I love a Nora Ephron film.  Not only the sparkling scripts, the chance to soak up New York in all its vitality, but also the inevitable and irresistible pairing of Meg Ryan and Tom Hanks. One of Ephron’s classics is ‘You’ve Got Mail’, and I have watched it over and over. It’s a film that makes me wonder: ‘What if businesses took the Kathleen Kelly approach?’

For those who haven’t seen this particular Romcom, it’s the story of a small bookshop owner (Kathleen) and her rally against a large bookshop chain that moves into her district. Against this backdrop, this very same bookshop owner details her dilemmas, both business and personal, over email with an anonymous fellow New Yorker.

Putting aside the artistic license, (I mean can a bookshop owner really afford to live on the Upper-West side?  Could you really fall in love with someone who ruins your ethically sustainable and very personal business?), it’s these heart-warming email exchanges between the two New Yorkers as they discuss the minute details of their daily life with all its ethical questions, that give this film its warm humour.

One scene that has always stayed with me is where Kathleen, (Meg Ryan) asks Joe, her email pen-pal, (Tom Hanks) for advice on how to protect her beloved business. At this stage both are unaware of each other’s identity, although the audience know that Kathleen’s email correspondent is the heir to the very same corporate bookshop chain that is putting her out of business.

As Joe seeks to provide Kathleen with his business advice he effortlessly defaults to ‘The Godfather’ mode citing its famous one liners as a rallying cry to her dilemma.   ‘Go to the mattresses!’ he tells her …….‘It’s business, it’s not personal!’   For the independent bookshop owner, this line of thinking is alien to her as a full-fat, caffeine-fuelled latte, nevertheless with a punch in the air, she endeavours to adopt this new combative stance. Predictably she fails, lamenting the belief that this is no way to do business.

With time, and as Kathleen is inevitably put out of business, she is confronted by the person who has led to her business’s demise.  At the exact time Joe, in his remorse, discovers his true feelings for Kathleen. When Joe apologises for putting her out of business, she responds by uttering the words that have long stayed with me: ‘All that means is that it wasn’t personal to you’, following it up with a power punch:  ‘whatever anything is, it should begin with being personal.’ Never a truer word said in jest………or in a Romcom!
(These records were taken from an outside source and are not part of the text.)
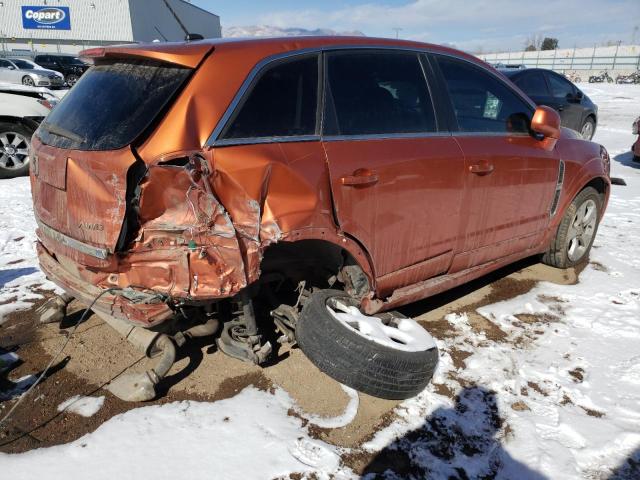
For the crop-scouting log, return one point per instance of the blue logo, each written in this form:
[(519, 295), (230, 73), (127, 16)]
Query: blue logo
[(47, 18)]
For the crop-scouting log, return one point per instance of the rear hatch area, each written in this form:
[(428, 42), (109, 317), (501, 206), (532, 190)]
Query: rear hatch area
[(84, 150)]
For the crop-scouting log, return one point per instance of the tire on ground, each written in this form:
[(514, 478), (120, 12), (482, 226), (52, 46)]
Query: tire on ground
[(558, 253), (357, 362), (24, 131)]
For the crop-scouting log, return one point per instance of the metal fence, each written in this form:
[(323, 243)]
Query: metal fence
[(620, 63)]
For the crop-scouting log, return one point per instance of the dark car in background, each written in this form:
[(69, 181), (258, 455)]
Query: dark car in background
[(546, 87), (71, 67)]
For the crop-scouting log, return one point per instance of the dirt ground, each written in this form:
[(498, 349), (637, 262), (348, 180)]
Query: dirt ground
[(95, 355)]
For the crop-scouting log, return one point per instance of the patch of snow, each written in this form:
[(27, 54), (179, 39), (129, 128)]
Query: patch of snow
[(248, 436), (81, 405), (16, 388), (20, 277)]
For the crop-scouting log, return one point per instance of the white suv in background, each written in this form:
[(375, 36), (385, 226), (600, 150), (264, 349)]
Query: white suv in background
[(22, 109)]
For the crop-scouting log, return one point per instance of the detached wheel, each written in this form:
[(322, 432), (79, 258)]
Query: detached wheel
[(576, 232), (14, 150), (71, 79), (588, 128), (387, 356)]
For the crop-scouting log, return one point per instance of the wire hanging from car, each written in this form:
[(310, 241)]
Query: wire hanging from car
[(7, 417)]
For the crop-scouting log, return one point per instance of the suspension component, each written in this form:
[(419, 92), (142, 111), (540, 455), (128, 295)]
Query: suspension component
[(240, 338)]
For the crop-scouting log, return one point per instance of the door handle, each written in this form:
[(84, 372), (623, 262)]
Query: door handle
[(360, 178), (482, 168)]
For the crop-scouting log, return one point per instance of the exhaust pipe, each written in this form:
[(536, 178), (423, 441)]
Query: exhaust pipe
[(141, 387)]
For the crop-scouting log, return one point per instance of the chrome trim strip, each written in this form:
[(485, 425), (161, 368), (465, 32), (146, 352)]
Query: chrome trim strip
[(229, 142), (63, 239), (490, 134), (384, 136)]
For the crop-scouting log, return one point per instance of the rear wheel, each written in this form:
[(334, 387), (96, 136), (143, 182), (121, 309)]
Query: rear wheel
[(576, 232), (387, 356), (14, 150)]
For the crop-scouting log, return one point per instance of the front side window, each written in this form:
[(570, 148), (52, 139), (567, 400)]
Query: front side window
[(481, 102), (533, 84), (282, 103), (560, 88), (377, 93)]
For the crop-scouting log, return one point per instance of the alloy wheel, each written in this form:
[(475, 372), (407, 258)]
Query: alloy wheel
[(581, 230), (399, 333), (14, 150)]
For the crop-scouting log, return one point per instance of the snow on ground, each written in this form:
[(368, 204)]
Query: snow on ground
[(20, 278), (558, 397), (81, 405)]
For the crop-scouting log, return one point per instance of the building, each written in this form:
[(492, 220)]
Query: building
[(68, 26)]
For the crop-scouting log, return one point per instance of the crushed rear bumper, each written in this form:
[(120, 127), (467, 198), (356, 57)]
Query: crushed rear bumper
[(134, 307)]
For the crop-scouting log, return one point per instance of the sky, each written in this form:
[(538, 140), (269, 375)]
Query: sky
[(480, 25)]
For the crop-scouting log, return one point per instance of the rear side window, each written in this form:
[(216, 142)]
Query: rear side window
[(282, 103), (533, 84), (560, 88), (377, 93), (481, 102), (112, 105)]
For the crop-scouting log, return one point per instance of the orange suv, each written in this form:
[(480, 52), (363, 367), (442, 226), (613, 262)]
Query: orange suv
[(312, 184)]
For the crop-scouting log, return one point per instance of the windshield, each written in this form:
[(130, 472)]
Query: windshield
[(111, 105), (24, 64)]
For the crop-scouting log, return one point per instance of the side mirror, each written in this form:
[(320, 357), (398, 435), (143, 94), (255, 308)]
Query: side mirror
[(546, 125)]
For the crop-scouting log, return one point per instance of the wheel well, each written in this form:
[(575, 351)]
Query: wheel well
[(320, 263), (599, 184)]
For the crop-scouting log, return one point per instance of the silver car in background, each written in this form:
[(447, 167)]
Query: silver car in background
[(26, 72)]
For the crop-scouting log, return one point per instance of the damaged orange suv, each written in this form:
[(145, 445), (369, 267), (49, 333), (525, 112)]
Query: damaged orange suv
[(302, 186)]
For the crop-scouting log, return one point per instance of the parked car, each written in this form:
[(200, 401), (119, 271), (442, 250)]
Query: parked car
[(546, 87), (573, 77), (635, 148), (71, 67), (315, 185), (25, 72), (601, 78), (628, 79), (21, 111)]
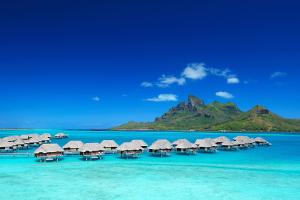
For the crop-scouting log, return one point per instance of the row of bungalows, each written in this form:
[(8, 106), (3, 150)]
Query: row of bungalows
[(92, 151), (206, 145), (130, 150), (49, 152), (60, 136), (13, 143), (183, 146), (134, 148), (161, 147)]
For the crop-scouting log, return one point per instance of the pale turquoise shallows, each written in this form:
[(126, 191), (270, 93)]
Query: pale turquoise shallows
[(258, 173)]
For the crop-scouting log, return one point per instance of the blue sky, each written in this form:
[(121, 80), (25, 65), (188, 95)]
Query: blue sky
[(95, 64)]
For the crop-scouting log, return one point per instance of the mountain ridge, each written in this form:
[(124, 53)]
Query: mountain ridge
[(194, 114)]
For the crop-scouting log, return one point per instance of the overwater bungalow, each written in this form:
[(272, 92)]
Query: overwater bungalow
[(184, 146), (32, 135), (72, 147), (261, 142), (161, 148), (220, 140), (33, 141), (129, 150), (91, 151), (24, 137), (44, 139), (229, 146), (11, 138), (245, 141), (140, 143), (110, 146), (60, 136), (49, 152), (206, 145), (20, 144), (48, 135), (6, 146)]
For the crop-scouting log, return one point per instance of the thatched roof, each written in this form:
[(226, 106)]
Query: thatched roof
[(46, 135), (221, 139), (24, 137), (33, 140), (161, 144), (244, 139), (109, 144), (33, 135), (260, 139), (49, 148), (179, 141), (44, 138), (129, 146), (185, 144), (141, 143), (73, 145), (228, 143), (61, 135), (5, 144), (19, 142), (91, 147), (11, 138), (205, 143)]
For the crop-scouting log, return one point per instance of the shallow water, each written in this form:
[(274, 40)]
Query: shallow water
[(256, 173)]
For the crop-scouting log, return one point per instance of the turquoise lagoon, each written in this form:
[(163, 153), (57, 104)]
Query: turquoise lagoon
[(258, 173)]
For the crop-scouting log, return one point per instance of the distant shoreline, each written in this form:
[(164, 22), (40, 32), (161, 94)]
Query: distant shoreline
[(150, 130)]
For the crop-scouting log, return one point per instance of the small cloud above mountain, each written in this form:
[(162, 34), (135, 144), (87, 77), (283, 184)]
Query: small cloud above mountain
[(163, 98), (225, 95)]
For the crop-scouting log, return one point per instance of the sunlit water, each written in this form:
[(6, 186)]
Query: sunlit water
[(257, 173)]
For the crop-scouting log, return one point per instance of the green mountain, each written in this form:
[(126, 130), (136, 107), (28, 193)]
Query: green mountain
[(196, 115)]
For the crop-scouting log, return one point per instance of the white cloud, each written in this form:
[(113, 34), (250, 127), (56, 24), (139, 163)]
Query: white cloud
[(163, 97), (96, 98), (146, 84), (278, 74), (233, 80), (166, 81), (225, 95), (195, 71), (219, 72)]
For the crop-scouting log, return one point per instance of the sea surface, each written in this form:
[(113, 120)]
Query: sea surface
[(265, 173)]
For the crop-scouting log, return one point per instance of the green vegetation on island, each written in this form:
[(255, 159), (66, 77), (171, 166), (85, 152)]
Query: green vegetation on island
[(196, 115)]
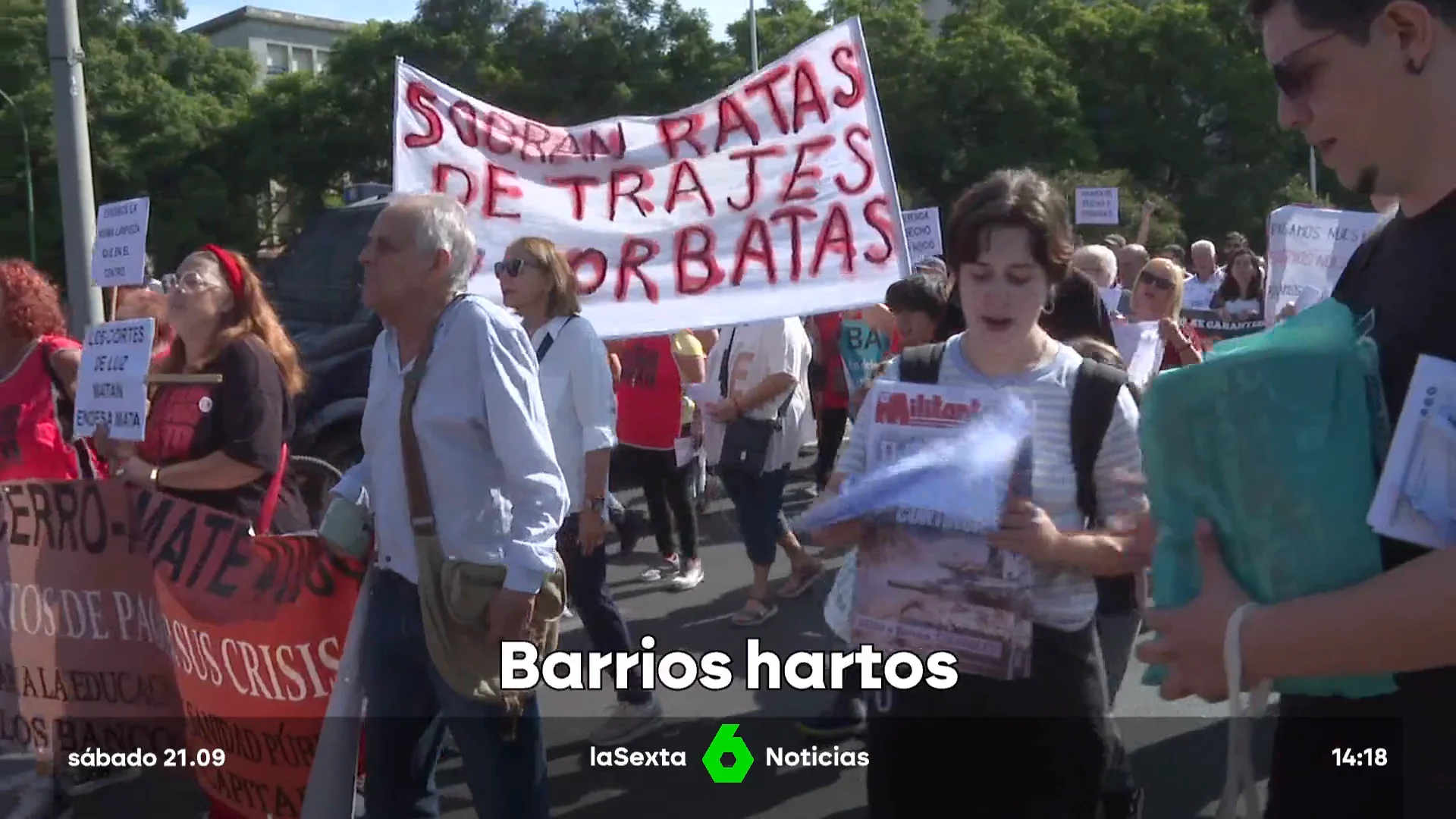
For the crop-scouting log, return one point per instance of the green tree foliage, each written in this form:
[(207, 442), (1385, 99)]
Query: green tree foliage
[(159, 102), (1165, 99)]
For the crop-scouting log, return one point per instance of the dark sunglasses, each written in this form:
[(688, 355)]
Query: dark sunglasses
[(1165, 284), (1293, 79)]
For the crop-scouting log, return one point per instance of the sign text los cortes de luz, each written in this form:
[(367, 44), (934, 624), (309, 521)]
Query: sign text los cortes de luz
[(139, 621), (775, 199)]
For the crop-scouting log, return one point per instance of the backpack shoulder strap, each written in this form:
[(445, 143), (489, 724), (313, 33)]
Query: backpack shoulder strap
[(1094, 401), (922, 363)]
For any of us who have worked in any corporate organisation, Kathleen Kelly’s words may well strike a cord.  Perhaps you will recognize that being a part of such organisations means that every decision seems to come down to the common denominator of putting business before anything else. If you find yourself unlucky enough to work in a particularly unenlightened business, the ‘little person’ is easily dispensed with and becomes a mere number.  The ‘personal’ is thus never truly considered.

Many will argue that this, of course, is the stark reality of everyday working life and the only way to survive is to compartmentalize these thoughts and understand that there is a certain justification in this approach.  This is, of course, until ‘life’ happens  and one finds oneself in a situation, where life becomes all about ‘being personal’.

Life’s joys and challenges come in many shapes and sizes.  Amongst the happiness that we may be lucky enough to experience, there are also the challenges of say a relationship break-up,  ill-health, financial strains, and the need to care for others.   It is at these times that we need our employer to be exactly this – PERSONAL.

Sadly, this is where so many businesses and individual employers let their employees down.  Small businesses may say that one employee ‘down’ will put their business under enormous strain.  Large corporations conveniently pass on such responsibility to their HR departments, which results in the clinical task of form filling and waiting to see if you are ‘eligible’ for any kind of support.  This, to me is the antithesis of ‘beginning with the personal’.

In times of crisis, when you are not sure how to navigate your new circumstances, you are fortunate if clarity comes easy. Depending on the nature of your situation, things can seem very cloudy.  Add in a heavy workload and solutions can be hard to navigate.  Large corporations may have set systems and procedures but all too often the onus is put on staff finding out for themselves, which is especially hard when one is in difficulty.

A better way of helping and ‘beginning with the personal’ is another approach.  If you are a manager, or even if you are not, what that person needs is a guide and a navigator, someone who can set out the options available and help that person to see what is possible.  Talk to that person as a person, not a number, try to understand what they are going through. We don’t live in the rosy world of Romcoms where there is always a happy ending, and business is indeed business, but if you ‘begin with the personal’, that’s a good place to start.